Si l’on sort de l’entreprise, que l’on élude les autres sphères professionnelles pour observer simplement la vie sociale des anciens, on remarque que leur tendance naturelle est d’y projeter avec une force et une conscience variables ce qu’ils ont assimilé avec une force et une conscience variables à l’école. La diversité des applications tient à la diversité des caractères. Appliquer signifie ici apposer des repères actifs et des grilles de compréhension appris sur le campus. L’ambition des anciens élèves et leur insouciance font d’eux, parmi leurs semblables, des individus tendus vers la victoire sociale, l’appartenance au cercle confortable de ceux qui tiennent le haut du pavé. Au-delà des quêtes de pouvoir ou d’argent, la caractéristique la mieux partagée par les anciens est cette constante volonté de ne jamais subir, de s’assurer une place de gagnant. Confrontée au réel extérieur, la mentalité née du système écolier devient élitisme. Le mécanisme choc/réaction joue ici à plein. Un élève moyen, bousculé par le décalage flagrant qu’il découvre à sa sortie entre la réalité du campus et la réalité sociale, réagit au plus vite pour retrouver le confort de la réussite insouciante. Ce mécanisme varie selon les personnalités. Si certains ambitieux le restent sans rupture leur vie entière, d’autres anciens mettent du temps à assumer leur ambition de se construire sans céder les bonnes places. Cependant, quels que soient l’ampleur du choc et le type de réaction, tous les anciens élèves se heurtent à la sortie au monde qui les entoure. La logique institutionnelle tronque les visions du monde, élime les racines, arrondit les angles. Elle grave un modèle aseptisé, confortable et paisible. Une représentation qu’il est difficile de rejeter, de ne pas chercher à retrouver. Elle donne à la fois le goût du confort et les schémas cognitifs et affectifs pour y parvenir. La formation écolière réduit l’esprit critique, aliène les capacités d’ouverture et d’élan vers la différence, grignote la conscience civique et sociale des écoliers. Elle anesthésie les questions que les élèves pourraient se poser à propos de l’avenir à long terme de leur univers social. Elle raccourcit leurs horizons.

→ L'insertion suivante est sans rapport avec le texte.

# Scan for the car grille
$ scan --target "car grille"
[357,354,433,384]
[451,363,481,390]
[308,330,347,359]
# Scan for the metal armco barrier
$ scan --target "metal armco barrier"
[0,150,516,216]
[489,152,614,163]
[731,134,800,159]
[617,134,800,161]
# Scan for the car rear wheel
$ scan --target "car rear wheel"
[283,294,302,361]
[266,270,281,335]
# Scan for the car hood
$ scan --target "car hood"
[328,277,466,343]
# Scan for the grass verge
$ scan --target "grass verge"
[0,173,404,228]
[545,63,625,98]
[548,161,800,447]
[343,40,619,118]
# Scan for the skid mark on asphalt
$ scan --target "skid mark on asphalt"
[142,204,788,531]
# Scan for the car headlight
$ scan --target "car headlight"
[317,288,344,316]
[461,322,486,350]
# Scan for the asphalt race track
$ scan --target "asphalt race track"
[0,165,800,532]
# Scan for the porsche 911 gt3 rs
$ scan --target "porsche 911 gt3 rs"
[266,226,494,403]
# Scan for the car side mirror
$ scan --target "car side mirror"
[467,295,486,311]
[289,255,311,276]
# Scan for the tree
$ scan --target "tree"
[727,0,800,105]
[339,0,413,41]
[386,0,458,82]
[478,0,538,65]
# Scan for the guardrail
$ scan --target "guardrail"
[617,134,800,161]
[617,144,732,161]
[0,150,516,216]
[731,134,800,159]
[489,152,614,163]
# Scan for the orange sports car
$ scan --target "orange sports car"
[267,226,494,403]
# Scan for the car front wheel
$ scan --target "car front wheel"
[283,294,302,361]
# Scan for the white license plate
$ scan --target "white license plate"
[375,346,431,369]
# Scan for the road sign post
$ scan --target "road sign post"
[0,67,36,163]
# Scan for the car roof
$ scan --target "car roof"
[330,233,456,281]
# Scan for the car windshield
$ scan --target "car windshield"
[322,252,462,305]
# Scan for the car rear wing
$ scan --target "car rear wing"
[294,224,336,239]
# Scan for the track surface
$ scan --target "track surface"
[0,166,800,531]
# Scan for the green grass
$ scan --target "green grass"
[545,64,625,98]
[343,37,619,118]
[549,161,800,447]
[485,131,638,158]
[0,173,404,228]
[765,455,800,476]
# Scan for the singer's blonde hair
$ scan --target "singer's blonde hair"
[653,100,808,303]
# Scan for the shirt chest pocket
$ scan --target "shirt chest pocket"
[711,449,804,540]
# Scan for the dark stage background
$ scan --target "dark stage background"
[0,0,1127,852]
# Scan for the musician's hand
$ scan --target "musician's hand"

Il faut néanmoins préciser qu’à l’école les élèves gardent contact avec la vie sociale au sens large, ne serait-ce que par le biais de leur famille. Quelques-uns doublent même leur cursus à l’université, d’autres travaillent en parallèle pour payer une partie de leurs études. Cette précision est importante : les ex-écoliers sont loin d’être incapables de comprendre le monde humain qui les entoure. On peut parler de vision tronquée, non d’absence de vision. L’école des insouciants n’est pas d’une école du vide : il faut un minimum efficace de connaissance pour dominer. Du reste, l’école s’appuie sur le contexte familial et social de l’élève. Elle n’oublie pas son passé. L’institution prend l’élève tel qu’il est, elle s’adapte à lui pour le façonner à son image. Elle lui donne l’utile pour devenir rapidement puissant et le rester, refusant tout spectre d’authentique remise en question. Cet utile donné aux élèves, il est économique. La sphère politique est, de fait, résolument absente du campus. Ce n’est pas le lieu. Les principaux médias étudiants – le journal satirique et l’association vidéo – évitent sans même se concerter les sujets hors campus. Chaque écolier, en tant qu’écolier, se considère avant tout comme un agent économique.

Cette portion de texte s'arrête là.